By: Tim Padgett - Time Magazine
TIME: Why do you attack President George W. Bush with such jolting language?
CHAVEZ: I believe words have great weight, and I want people to know exactly what I mean. I'm not attacking President Bush; I'm simply counterattacking. Bush has been attacking the world, and not just with words--with bombs. When I say these things I believe I'm speaking for many people, because they too believe this moment is our opportunity to stop the threat of a U.S. empire that uses the U.N. to justify its aggression against half the world. In Bush's speech to the U.N., he sounded as if he wants to be master of the world. I changed my original speech after reading his.
TIME: But doesn't your rhetoric--referring to Bush, for example, as an "alcoholic"--risk alienating potential allies?
CHAVEZ: First of all, Bush has called me worse: tyrant, populist dictator, drug trafficker, to name a few. I was simply telling a truth that people should know about this President, a man with gigantic power.
TIME: Is all of this mostly for domestic consumption back in Venezuela?
CHAVEZ: No. American author Noam Chomsky in his book [Hegemony or Survival: America's Quest for Global Dominance] talks of two superpowers in today's world--one is the U.S., which aggressively wants to dominate the world, and the other is global public opinion. I don't consider what I'm saying personal attacks on President Bush--I want to wake up U.S. and global public opinion about him.
TIME: Do your feelings about Bush reflect your feelings toward America in general?
CHAVEZ: No. I revere America as the nation of Abraham Lincoln, Martin Luther King and Mark Twain--who was a great anti-imperialist, who opposed U.S. adventurism in the Spanish-American War.
TIME: You often speak of the link between U.S. foreign policy and its appetite for oil.
CHAVEZ: Bush wanted Iraq's oil, and I believe he wants Venezuela's oil. The blame for high oil prices lies in the consumer model of the U.S. Its reckless oil consumption is a form of suicide.
TIME: You said recently that you believe the "Bolívar Doctrine is finally replacing the Monroe Doctrine" on your watch. Why?

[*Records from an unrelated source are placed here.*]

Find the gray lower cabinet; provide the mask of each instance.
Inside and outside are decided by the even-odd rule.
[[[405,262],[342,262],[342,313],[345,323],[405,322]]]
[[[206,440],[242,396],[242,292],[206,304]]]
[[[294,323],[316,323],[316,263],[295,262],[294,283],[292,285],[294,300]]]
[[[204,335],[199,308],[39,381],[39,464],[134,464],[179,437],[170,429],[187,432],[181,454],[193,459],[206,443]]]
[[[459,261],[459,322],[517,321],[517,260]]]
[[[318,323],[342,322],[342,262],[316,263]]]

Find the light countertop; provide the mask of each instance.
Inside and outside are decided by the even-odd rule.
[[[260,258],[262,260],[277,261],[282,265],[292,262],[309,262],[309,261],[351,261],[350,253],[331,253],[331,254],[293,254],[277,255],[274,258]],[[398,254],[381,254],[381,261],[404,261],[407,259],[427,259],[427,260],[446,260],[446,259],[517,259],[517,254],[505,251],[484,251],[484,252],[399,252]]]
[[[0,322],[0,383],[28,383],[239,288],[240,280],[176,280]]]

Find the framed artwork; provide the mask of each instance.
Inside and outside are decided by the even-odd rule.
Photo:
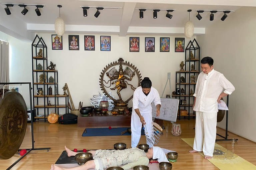
[[[160,38],[160,52],[170,52],[170,38]]]
[[[52,35],[52,49],[62,49],[62,36]]]
[[[79,36],[69,35],[68,42],[69,50],[79,50]]]
[[[175,52],[184,52],[185,38],[175,38]]]
[[[85,51],[95,51],[94,36],[84,36]]]
[[[110,36],[100,36],[100,50],[110,51]]]
[[[140,52],[140,38],[130,37],[129,52]]]
[[[145,52],[155,52],[154,37],[145,37]]]

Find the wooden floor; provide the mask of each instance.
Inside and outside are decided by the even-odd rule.
[[[178,136],[173,135],[171,132],[172,124],[164,121],[165,126],[168,127],[168,131],[164,130],[156,146],[174,150],[178,152],[177,162],[173,164],[173,169],[218,170],[213,165],[198,153],[190,153],[192,148],[181,139],[193,138],[195,135],[195,118],[190,120],[187,118],[177,120],[181,124],[182,133]],[[50,147],[46,150],[34,150],[14,166],[12,170],[48,170],[51,165],[54,164],[64,150],[64,146],[71,149],[97,149],[113,148],[113,145],[117,142],[125,143],[127,148],[131,147],[131,136],[82,137],[83,128],[78,128],[77,124],[51,124],[43,120],[36,121],[34,124],[35,148]],[[20,149],[32,147],[30,124],[28,124],[26,134]],[[225,131],[217,128],[218,133],[225,135]],[[217,143],[238,156],[256,165],[256,144],[231,133],[228,133],[229,138],[236,138],[238,140],[234,147],[231,146],[231,141],[219,141]],[[222,138],[217,136],[217,138]],[[141,138],[139,144],[145,143],[144,136]],[[0,160],[0,169],[6,169],[20,157],[15,154],[8,160]]]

CHAVEZ: For two centuries in this hemisphere we've experienced a confrontation between two theses--America's Monroe Doctrine, which says the U.S. should exercise hegemony over all the other republics, and the doctrine of Simón Bolívar, which envisioned a great South American republic as a counterbalance. Bush has spread the Monroe thesis globally, to make the U.S. the police of the world--if you're not with us, he says, you're against us. We're simply doing the same now with the Bolívar thesis--a doctrine of more equality and autonomy among nations, more equilibrium of power.
TIME: What's the difference between your "socialism for the 21st century" and past attempts to fix the region's economic inequality?
CHAVEZ: When I was released from prison [in 1994] and began my political life, I naively took as a reference point Tony Blair's proposal for a "third way" between capitalism and socialism--capitalism with a human face. Not anymore. After seeing the failure of Washington-backed capitalist reforms in Latin America, I no longer think a third way is possible. Capitalism is the way of the devil and exploitation, of the kind of misery and inequality that destroys social values. If you really look at things through the eyes of Jesus Christ--who I think was the first socialist--only socialism can really create a genuine society.
TIME: Yet one slogan of your re-election campaign is "Against Chávez, Against the People." You also seem to have taken on a with-me-or-against-me stance.
CHAVEZ: The difference is ethics and morals. We're not threatening anyone. That slogan is simply a call for conscious reflection on national unity. We're not going to enforce it by bombing or invading anyone.
TIME: Critics have noted that while you were free to slam President Bush on U.S. soil, a new defamation law in Venezuela makes people subject to criminal prosecution for slander against officials like you.
CHAVEZ: They need to visit Venezuela. If you think Chávez is intimidating free expression, just watch television there--my God, devil is the least of things the opposition is allowed to call me on the air.
TIME: Could Venezuela play an interlocutor role between Iran and the U.S.? You and President Bush have some things in common--you both hail from cowboy country and enjoy Clint Eastwood movies.
CHAVEZ: I like Danny Glover movies better. But I don't believe there is anyone who can play the interlocutor with a leader who considers himself master of the world, as Bush does. Before the 2002 coup attempt against me--which Bush backed--various Presidents around the world tried to be interlocutors between Bush and Chávez. I said sure, please give him my regards. But they found it a waste of time with this U.S. President. I could talk to Clinton, but not Bush.